Article seems pretty flawed. Relevance is a vague metric, and the author relies pretty heavily on data related to government site visitation, which seems subject to bias toward certain types of users.
Market share is likely still incredibly low, but Firefox’s relevance should be spiking right now due to Google’s shenanigans with Chromium. The fact that like 90% of revenue for its for-profit wing is from Google is still troubling.
Any alternative views out there?
Some non-HTTP(S) Internet stuff:
Email is transferred to its destination (where, sure it might be accessed through a Web UI).
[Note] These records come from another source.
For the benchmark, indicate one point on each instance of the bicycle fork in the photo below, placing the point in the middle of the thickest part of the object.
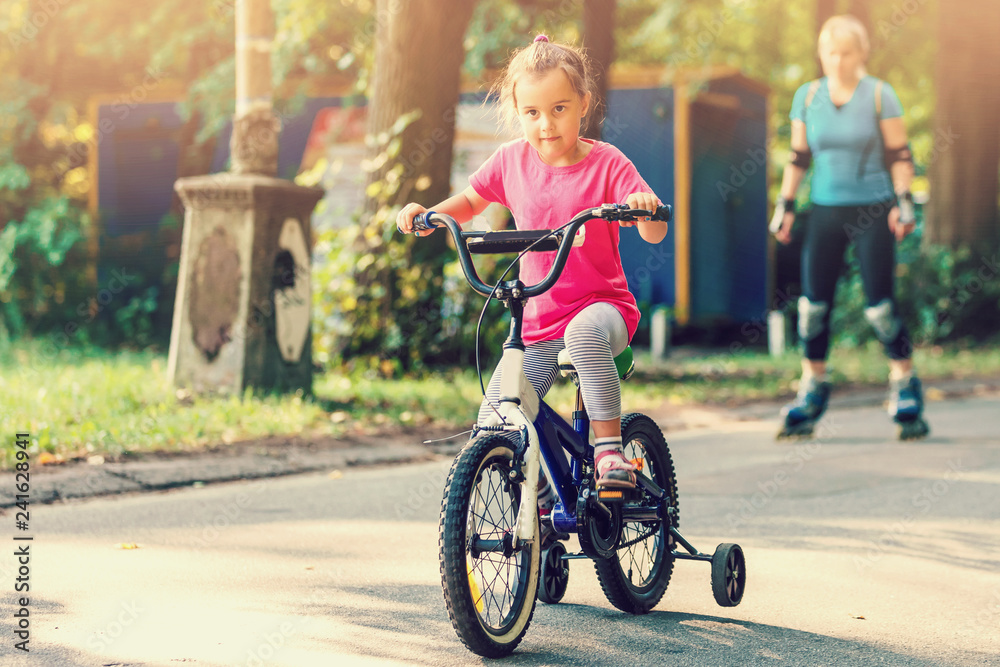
(518, 409)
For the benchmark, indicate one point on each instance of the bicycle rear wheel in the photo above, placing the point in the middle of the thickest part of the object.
(488, 589)
(635, 578)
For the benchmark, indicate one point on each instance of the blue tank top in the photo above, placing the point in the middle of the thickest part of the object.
(846, 143)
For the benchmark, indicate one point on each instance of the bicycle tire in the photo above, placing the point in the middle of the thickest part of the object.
(490, 597)
(625, 588)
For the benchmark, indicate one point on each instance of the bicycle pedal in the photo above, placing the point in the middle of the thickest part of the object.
(614, 495)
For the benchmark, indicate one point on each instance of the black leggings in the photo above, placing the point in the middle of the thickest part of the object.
(828, 232)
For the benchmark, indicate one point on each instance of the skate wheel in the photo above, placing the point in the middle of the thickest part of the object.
(729, 574)
(554, 575)
(913, 430)
(803, 430)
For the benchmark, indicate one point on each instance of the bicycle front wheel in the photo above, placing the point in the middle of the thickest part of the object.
(489, 589)
(636, 576)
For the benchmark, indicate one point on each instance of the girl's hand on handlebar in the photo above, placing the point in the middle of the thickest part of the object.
(784, 233)
(642, 200)
(899, 229)
(404, 219)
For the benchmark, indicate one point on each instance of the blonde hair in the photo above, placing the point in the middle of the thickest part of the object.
(537, 59)
(845, 24)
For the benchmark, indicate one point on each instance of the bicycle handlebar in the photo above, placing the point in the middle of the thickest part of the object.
(609, 212)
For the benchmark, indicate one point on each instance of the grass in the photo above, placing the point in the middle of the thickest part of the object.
(84, 402)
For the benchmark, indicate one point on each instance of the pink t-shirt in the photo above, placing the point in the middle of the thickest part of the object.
(545, 197)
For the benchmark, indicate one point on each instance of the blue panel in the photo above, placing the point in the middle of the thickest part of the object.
(728, 208)
(138, 156)
(640, 124)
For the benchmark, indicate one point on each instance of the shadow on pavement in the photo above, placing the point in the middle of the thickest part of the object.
(410, 624)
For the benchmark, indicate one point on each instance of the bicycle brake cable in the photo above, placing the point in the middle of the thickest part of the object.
(482, 314)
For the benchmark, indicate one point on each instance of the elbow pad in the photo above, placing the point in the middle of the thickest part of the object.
(894, 155)
(801, 158)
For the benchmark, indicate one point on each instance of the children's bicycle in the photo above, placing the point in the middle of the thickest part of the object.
(493, 566)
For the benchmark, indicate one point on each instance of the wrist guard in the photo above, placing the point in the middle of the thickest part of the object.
(801, 159)
(901, 154)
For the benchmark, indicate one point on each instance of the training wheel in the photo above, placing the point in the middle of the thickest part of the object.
(729, 574)
(554, 575)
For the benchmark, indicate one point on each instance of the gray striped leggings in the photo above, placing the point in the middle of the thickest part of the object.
(594, 337)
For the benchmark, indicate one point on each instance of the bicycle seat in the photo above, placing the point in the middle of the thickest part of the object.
(624, 362)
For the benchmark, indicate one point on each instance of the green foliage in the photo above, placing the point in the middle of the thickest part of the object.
(82, 401)
(944, 295)
(388, 325)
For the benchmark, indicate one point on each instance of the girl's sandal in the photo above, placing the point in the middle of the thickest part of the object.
(614, 471)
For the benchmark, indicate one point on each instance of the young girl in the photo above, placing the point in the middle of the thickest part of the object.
(545, 179)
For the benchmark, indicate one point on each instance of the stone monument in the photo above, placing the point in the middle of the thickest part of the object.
(242, 310)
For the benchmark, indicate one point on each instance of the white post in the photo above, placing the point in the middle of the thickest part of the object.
(776, 333)
(659, 334)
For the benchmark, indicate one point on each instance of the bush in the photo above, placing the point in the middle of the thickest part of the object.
(943, 295)
(404, 321)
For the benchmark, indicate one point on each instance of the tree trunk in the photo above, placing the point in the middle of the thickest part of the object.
(599, 40)
(861, 10)
(965, 162)
(824, 10)
(411, 118)
(418, 57)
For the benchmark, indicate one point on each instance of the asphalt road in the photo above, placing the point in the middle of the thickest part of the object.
(860, 550)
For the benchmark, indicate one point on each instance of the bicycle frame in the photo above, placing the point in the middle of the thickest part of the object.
(548, 434)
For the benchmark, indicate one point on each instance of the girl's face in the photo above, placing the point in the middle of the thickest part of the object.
(840, 57)
(550, 112)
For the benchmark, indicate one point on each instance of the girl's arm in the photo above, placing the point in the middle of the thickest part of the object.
(651, 231)
(462, 207)
(791, 179)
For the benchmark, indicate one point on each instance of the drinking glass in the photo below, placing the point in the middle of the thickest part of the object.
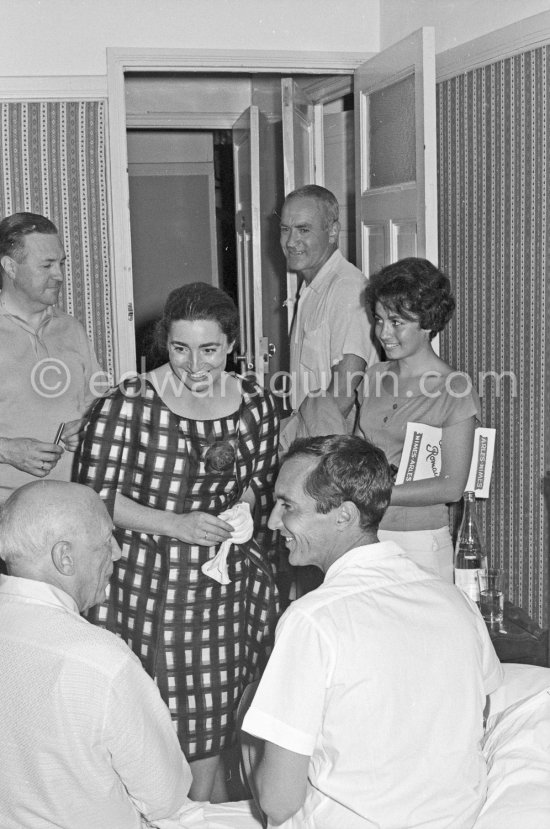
(491, 594)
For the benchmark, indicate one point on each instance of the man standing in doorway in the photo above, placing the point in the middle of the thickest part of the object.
(331, 341)
(48, 367)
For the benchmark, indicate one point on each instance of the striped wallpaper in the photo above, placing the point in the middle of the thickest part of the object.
(493, 162)
(54, 161)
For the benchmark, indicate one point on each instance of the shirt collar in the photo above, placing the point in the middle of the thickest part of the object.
(326, 272)
(363, 555)
(36, 591)
(49, 312)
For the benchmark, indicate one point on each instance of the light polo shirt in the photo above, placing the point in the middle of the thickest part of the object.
(380, 676)
(87, 742)
(47, 378)
(330, 321)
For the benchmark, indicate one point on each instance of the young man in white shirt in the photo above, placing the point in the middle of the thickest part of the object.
(371, 705)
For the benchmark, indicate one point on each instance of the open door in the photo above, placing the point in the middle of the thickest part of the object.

Even where things like Slack are used internally, email usage between organisations is still extensive, due to effectively being a federated lowest-common-denominator system that’s not completely at the mercy of a single vendor.
VoIP, which increases underlies telephony networks, uses things like SIP, RTP and RTCP - even if, again, it might be accessed via a Web UI, it doesn’t have to be, and there are dedicated clients.
SSH is widely used for remote system administration. SFTP, built on top of SSH, is used to transfer sensitive data, e.g. (in the US) medical records covered by HIPAA.
SNMP is used for network device management, sometimes doing so via the Internet.
Don’t confuse certain end-user applications with the Internet more generally.
The original comment, was the claim that the internet is doing a lot better than the web.
In that context, the fact that literally every single one of those services is primarily accessed and managed through the web, makes that claim that the web hasn’t succeeded look a little ridiculous.